Anayasa Mahkemesi 29/12/2022 tarihinde E.2021/82 numaralı dosyada, 7327 sayılı İcra ve İflâs Kanunu ile Bazı Kanunlarda Değişiklik Yapılmasına Dair Kanun’un 18. maddesiyle 2918 sayılı Karayolları Trafik Kanunu’nun 90. maddesinin birinci fıkrasına eklenen ikinci cümlenin Anayasa’ya aykırı olduğuna ve iptaline karar vermiştir.

Dava Konusu Kurallar

Dava konusu kurallarda; zorunlu mali sorumluluk sigortası kapsamında ödenecek destekten yoksun kalma tazminatının, sürekli sakatlık tazminatının ve motorlu taşıtın değer kaybı tazminatının hesaplanmasına ilişkin esaslar düzenlenmiştir.

İptal Talebinin Gerekçesi

Başvuruda özetle; zorunlu mali sorumluluk sigortasının zorunlu tutulmasının amacının motorlu taşıtın işletilmesinden kaynaklanan zararların tazmin edilmesini sağlamak olduğu, söz konusu tazminatların belirlenme esaslarının üçüncü kişilerin yaşam ve mülkiyet hakları kapsamındaki gerçek zararlarını karşılamaktan uzak olduğu, motorlu taşıtı işleten kişinin motorlu taşıt işletilmesinden kaynaklanan menfaatleri ile üçüncü kişilerin motorlu taşıt işletilmesi nedeniyle zarara uğramaları hâlinde bu zararlarının tazmin edilmesindeki menfaatleri arasında dengenin sağlanması gerektiği belirtilerek kuralın Anayasa’ya aykırı olduğu ileri sürülmüştür.

Mahkemenin Değerlendirmesi

Motorlu taşıt işletilmesine bağlı olarak üçüncü kişilerin uğrayabileceği motorlu taşıtın değer kaybı zararı, destekten yoksun kalma zararı ve sürekli sakatlık zararı Anayasa’nın 17. ve 35. maddelerinde düzenlenen haklarının ihlali sonucunda ortaya çıkan zararlardır.
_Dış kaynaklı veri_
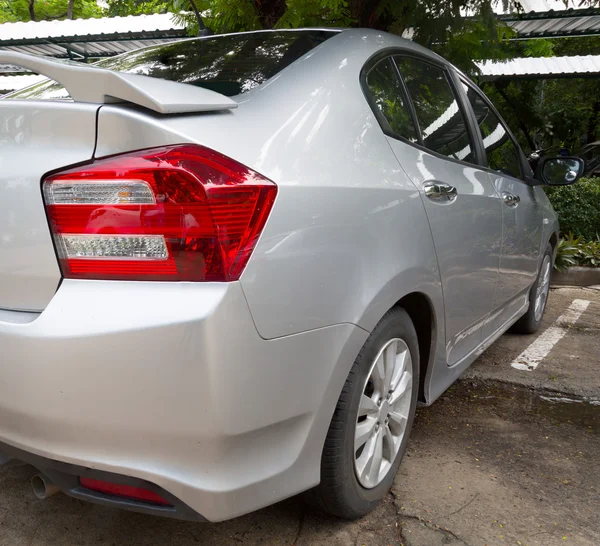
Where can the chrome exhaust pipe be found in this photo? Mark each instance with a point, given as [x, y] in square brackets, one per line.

Söz konusu zararların tazminine ilişkin sistemin belirlenmesi devletin takdir yetkisi kapsamındadır. Bu bağlamda zorunlu mali sorumluluk sigortasının veya başka bir tazmin mekanizmasının düzenlenmesi mümkündür.
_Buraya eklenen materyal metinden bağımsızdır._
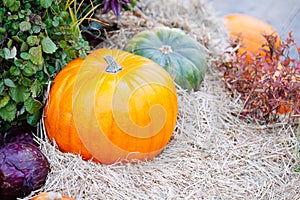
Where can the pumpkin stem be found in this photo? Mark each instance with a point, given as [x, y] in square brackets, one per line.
[112, 66]
[166, 49]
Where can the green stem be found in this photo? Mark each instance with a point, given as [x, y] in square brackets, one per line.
[112, 66]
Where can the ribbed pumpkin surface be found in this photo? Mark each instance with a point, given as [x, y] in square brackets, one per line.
[180, 55]
[125, 115]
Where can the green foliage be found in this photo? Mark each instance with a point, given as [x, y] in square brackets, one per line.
[37, 39]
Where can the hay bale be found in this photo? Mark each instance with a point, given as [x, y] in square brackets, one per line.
[212, 154]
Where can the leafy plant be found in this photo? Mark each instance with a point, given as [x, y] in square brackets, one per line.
[117, 5]
[268, 85]
[37, 39]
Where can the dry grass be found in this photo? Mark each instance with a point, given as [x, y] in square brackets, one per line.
[213, 154]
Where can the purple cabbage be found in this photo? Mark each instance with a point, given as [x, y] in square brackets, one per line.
[21, 133]
[23, 168]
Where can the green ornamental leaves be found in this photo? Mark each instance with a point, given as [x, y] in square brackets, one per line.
[48, 45]
[32, 51]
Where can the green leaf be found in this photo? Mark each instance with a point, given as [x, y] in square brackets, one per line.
[12, 5]
[48, 45]
[36, 89]
[36, 55]
[4, 100]
[36, 29]
[9, 83]
[19, 93]
[16, 38]
[32, 105]
[45, 3]
[24, 26]
[32, 40]
[25, 56]
[10, 53]
[24, 46]
[8, 113]
[15, 71]
[1, 87]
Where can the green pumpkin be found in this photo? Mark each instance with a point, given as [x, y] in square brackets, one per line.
[180, 55]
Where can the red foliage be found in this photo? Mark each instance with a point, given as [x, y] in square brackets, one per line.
[268, 85]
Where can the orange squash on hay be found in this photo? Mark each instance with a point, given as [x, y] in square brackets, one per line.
[119, 109]
[250, 29]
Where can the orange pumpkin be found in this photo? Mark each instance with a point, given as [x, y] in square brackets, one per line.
[112, 106]
[51, 196]
[250, 29]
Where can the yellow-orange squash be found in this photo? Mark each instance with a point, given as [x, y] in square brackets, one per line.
[112, 106]
[250, 29]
Motorlu taşıt işletilmesi, kişilerin ölümüne, bedensel zarara ve eşya zararına uğramasına yol açma olasılığını barındırmaktadır. Ölüm sebebiyle ölenin desteğinden yoksun kalan kişinin bu zararının tazmini ile sürekli sakat kalması sebebiyle bedensel zarara uğrayan kişinin bu zararının tazmini ve eşya zararına maruz kalan kişinin zararının tazmini esasen motorlu taşıt işletenin hukuki sorumluluğu kapsamındadır. Bununla birlikte zorunlu mali sorumluluk sigortası kapsamında sigorta şirketinin bu zararlardan dolayı tazminat ödemekle sorumlu tutulması, zarar gören kişinin Anayasa’nın 17. ve 35. maddelerinde düzenlenen haklarının Anayasa’nın 5. maddesiyle bağlantılı olarak korunmasının amaçlandığını göstermektedir.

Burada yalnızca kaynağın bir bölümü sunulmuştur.